Before April 14: Finish work on current Develop features, add further features but freeze a week or two before and just work on documentation so it's in good shape to start. Clarify proposed API and file formats. "Hello world" ready (for translation in final week).

April 14 - May 26:: Since I can only commit about 30+ hours per week to GSoC, I will use this time to get a real head start with the project. Starting May 26th, I will give weekly progress reports and have a working check-in weekly at least.

July 7: Translation works, including processing of imported files. Handles case with/without write permissions in the directory of imported files. UI to set editor language. UI to set file's preferred language. UI to add new translations, including scanning imported files to suggest where to add the new translations. UI to resolve translation conflicts. Work on GtkSourceview started but not necessarily finished. Static analysis and networking features NOT started (these are extra).

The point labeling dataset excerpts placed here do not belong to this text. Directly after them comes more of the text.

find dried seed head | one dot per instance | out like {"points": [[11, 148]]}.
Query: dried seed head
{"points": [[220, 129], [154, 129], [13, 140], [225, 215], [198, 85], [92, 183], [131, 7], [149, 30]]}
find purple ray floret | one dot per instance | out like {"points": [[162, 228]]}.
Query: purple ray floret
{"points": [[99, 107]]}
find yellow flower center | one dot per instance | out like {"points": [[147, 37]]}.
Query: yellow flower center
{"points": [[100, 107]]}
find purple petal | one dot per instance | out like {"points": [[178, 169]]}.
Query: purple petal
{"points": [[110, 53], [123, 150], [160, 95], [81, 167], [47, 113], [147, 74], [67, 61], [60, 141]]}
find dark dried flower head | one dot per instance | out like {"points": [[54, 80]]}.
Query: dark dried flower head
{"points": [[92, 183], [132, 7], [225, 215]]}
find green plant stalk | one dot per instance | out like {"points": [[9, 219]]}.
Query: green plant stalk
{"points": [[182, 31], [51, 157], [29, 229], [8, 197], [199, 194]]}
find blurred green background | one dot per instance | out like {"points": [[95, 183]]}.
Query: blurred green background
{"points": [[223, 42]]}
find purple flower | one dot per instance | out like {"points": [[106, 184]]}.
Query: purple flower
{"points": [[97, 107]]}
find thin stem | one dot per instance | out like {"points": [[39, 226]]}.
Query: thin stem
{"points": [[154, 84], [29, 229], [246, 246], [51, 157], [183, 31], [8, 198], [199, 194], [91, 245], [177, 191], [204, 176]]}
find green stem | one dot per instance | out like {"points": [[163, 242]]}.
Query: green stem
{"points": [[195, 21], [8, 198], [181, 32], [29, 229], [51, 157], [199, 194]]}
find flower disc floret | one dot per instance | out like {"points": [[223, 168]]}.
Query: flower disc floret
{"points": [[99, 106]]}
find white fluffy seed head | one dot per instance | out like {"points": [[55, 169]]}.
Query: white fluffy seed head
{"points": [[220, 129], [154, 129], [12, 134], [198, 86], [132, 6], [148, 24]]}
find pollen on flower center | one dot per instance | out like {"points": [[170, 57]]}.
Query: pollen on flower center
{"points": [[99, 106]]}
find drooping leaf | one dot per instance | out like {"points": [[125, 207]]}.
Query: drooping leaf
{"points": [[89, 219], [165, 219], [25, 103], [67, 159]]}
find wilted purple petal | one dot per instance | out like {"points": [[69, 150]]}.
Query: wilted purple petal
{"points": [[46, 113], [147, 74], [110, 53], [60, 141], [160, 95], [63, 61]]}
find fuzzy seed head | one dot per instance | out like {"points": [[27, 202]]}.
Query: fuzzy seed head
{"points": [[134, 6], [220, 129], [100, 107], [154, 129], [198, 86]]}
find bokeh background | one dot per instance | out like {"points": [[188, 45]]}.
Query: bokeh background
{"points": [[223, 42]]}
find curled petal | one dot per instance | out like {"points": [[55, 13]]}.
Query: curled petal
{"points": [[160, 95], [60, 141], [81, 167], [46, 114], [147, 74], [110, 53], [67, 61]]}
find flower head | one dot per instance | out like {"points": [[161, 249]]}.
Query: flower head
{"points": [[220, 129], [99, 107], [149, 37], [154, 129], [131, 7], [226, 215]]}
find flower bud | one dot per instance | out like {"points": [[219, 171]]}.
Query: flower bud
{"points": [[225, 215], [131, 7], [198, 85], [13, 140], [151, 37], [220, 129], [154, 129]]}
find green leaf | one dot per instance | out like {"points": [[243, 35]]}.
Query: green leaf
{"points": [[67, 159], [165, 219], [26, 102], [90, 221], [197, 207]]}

July 7 - July 14: Review and polishing for mid-term evaluation, no new work.

August 11: Gtksourceview work done. API for other apps to display/use translated code done. Documentation decent. Additional features (docstrings/comments, static analysis, remote storage/queries of translations, class browser, etc.) done cleanly or not started, as time allows.

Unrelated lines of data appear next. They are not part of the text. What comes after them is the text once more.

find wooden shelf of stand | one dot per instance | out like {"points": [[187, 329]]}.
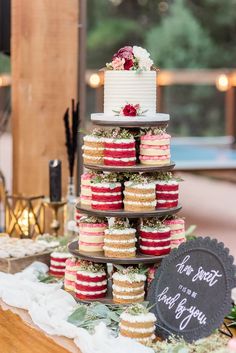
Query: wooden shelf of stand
{"points": [[129, 214], [133, 168], [99, 257]]}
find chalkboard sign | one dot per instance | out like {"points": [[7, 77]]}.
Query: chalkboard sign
{"points": [[191, 291]]}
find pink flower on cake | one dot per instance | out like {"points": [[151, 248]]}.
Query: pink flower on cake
{"points": [[125, 53], [118, 64], [143, 58], [130, 110], [131, 58]]}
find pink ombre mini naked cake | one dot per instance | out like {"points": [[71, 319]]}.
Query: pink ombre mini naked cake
{"points": [[155, 148], [91, 234]]}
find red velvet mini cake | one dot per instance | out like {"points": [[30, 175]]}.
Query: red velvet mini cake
{"points": [[120, 148], [58, 262], [91, 233], [167, 191], [154, 238], [177, 231], [91, 281], [106, 192]]}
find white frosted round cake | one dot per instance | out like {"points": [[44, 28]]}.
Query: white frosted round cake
{"points": [[130, 88]]}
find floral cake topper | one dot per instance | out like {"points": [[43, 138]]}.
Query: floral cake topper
{"points": [[131, 58], [130, 110]]}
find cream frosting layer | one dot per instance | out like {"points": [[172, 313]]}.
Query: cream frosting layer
{"points": [[90, 293], [129, 87], [137, 329], [140, 185], [138, 318], [118, 249], [91, 284], [117, 241], [126, 289], [129, 296], [120, 231], [91, 274], [136, 277]]}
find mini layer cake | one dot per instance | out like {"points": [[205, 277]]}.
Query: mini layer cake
{"points": [[91, 281], [177, 231], [128, 285], [155, 148], [120, 148], [91, 234], [138, 323], [154, 238], [86, 192], [106, 192], [139, 194], [94, 147], [58, 261], [120, 240], [70, 274], [167, 191]]}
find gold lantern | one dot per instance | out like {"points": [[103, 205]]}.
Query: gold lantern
{"points": [[24, 216]]}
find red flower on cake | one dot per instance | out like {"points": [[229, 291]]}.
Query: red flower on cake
{"points": [[129, 110], [126, 53]]}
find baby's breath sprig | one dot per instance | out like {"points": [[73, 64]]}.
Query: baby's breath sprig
{"points": [[88, 266], [92, 219]]}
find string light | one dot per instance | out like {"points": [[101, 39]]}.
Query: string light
{"points": [[94, 80], [222, 83]]}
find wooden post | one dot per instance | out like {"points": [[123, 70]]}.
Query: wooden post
{"points": [[44, 80], [230, 106]]}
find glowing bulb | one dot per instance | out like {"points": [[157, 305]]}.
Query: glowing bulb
{"points": [[222, 83], [94, 80]]}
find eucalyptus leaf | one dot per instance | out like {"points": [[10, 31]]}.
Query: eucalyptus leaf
{"points": [[99, 309], [78, 316]]}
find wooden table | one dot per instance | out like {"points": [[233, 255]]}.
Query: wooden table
{"points": [[18, 334]]}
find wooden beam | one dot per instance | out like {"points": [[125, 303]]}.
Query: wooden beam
{"points": [[230, 112], [44, 80]]}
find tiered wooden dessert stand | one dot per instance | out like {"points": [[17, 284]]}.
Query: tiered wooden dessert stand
{"points": [[99, 257]]}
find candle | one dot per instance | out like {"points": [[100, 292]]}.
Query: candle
{"points": [[55, 180]]}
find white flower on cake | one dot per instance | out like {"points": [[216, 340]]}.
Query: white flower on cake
{"points": [[143, 58]]}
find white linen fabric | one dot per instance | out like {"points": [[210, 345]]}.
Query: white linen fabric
{"points": [[49, 307]]}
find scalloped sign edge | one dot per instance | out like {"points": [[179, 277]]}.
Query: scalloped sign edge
{"points": [[226, 260]]}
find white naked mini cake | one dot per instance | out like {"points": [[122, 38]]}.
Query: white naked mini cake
{"points": [[130, 88]]}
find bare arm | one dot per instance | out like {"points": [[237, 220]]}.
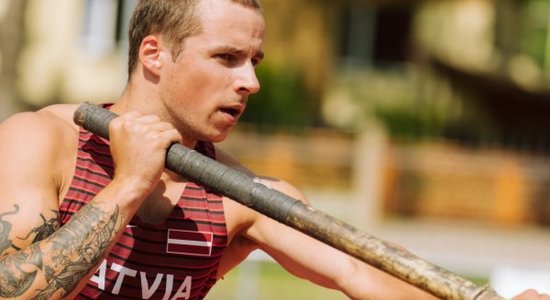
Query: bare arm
{"points": [[52, 262], [310, 259]]}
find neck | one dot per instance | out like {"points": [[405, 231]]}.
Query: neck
{"points": [[147, 103]]}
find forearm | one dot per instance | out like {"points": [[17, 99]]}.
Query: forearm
{"points": [[57, 266]]}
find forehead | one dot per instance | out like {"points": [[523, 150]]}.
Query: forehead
{"points": [[223, 21]]}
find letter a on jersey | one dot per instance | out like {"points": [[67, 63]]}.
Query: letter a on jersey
{"points": [[195, 243]]}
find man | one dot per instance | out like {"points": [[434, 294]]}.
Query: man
{"points": [[82, 218]]}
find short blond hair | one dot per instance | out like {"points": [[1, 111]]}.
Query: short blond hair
{"points": [[174, 19]]}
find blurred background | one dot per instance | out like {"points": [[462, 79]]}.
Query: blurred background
{"points": [[425, 123]]}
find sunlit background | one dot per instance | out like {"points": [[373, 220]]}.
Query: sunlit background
{"points": [[426, 123]]}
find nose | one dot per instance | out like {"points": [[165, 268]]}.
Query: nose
{"points": [[247, 83]]}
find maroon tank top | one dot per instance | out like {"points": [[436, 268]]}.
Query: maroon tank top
{"points": [[177, 259]]}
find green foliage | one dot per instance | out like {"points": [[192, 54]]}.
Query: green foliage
{"points": [[283, 101], [410, 122]]}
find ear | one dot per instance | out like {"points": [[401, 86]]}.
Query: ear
{"points": [[150, 54]]}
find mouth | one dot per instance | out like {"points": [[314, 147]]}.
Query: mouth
{"points": [[234, 112]]}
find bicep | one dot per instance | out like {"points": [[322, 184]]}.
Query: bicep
{"points": [[28, 194]]}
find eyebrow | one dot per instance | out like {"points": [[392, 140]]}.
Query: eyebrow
{"points": [[260, 54]]}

August 11-August 18: Primarily work on Spanish translation of a "hello world" activity, along with any cleanup necessary.

Related work

Wikipedia is a good place to start.

A paper saying that localizing python source code is hard. Does not consider the option of leaving it unlocalized on-disk.

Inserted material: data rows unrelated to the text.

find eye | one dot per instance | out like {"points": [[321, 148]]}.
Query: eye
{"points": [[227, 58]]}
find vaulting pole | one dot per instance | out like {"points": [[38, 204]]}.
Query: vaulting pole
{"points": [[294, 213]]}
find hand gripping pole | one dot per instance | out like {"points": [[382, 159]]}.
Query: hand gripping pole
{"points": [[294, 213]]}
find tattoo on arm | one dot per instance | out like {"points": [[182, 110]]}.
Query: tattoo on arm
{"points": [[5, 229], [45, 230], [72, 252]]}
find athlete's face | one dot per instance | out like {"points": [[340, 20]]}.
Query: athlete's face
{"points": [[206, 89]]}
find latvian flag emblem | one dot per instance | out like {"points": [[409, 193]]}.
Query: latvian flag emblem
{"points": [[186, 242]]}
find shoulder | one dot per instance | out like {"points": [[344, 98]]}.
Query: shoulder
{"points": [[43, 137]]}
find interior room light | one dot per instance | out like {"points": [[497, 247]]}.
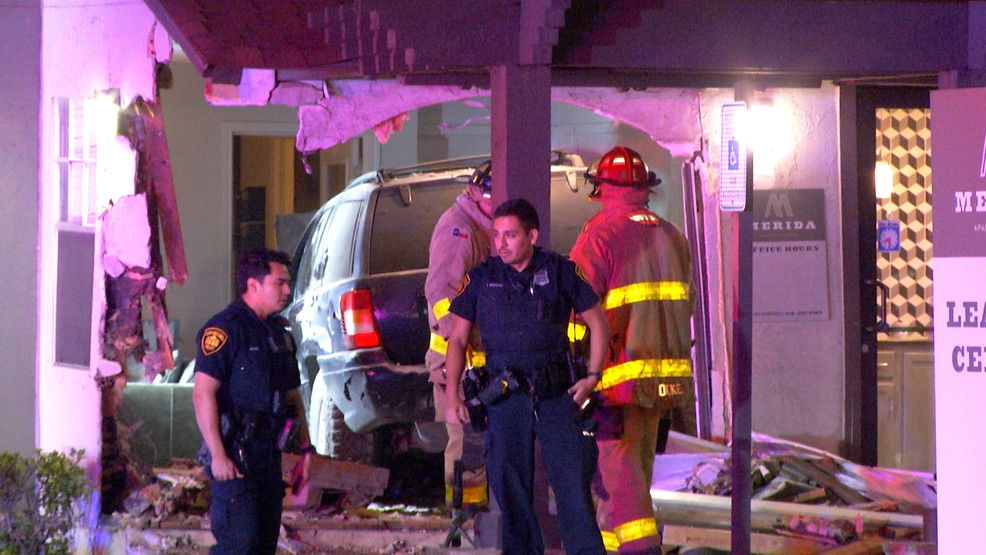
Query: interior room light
{"points": [[883, 177]]}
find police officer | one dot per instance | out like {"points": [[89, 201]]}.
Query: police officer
{"points": [[246, 377], [522, 301], [640, 265], [460, 241]]}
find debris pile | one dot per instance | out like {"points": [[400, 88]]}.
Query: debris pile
{"points": [[804, 500]]}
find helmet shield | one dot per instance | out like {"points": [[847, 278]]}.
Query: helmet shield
{"points": [[482, 177]]}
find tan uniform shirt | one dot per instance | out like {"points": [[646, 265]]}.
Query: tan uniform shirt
{"points": [[460, 241]]}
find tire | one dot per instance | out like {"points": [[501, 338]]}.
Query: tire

Chinese python. A reprogrammed interpreter, code is Chinese on-disk. This would be a great source of initial translations for Chinese.

AppleScript retrospective paper See page 20 for a discussion of "dialects".

Of course, there is also the infuriating example of MS office, in particular the function names in Excel. The big problem here is that there is no way to figure out "what is the Spanish word for stdev?" so you are constantly reading through the list of functions one-by-one to find what you need. (I have Excel installed in Spanish and I hate it, it is a thousand times worse than having to search for the apostrophe key all the time). The clear lesson to be learned is that for languages to be useful, there must be tools for easily moving from one language to another in real time. This design incorporates that lesson.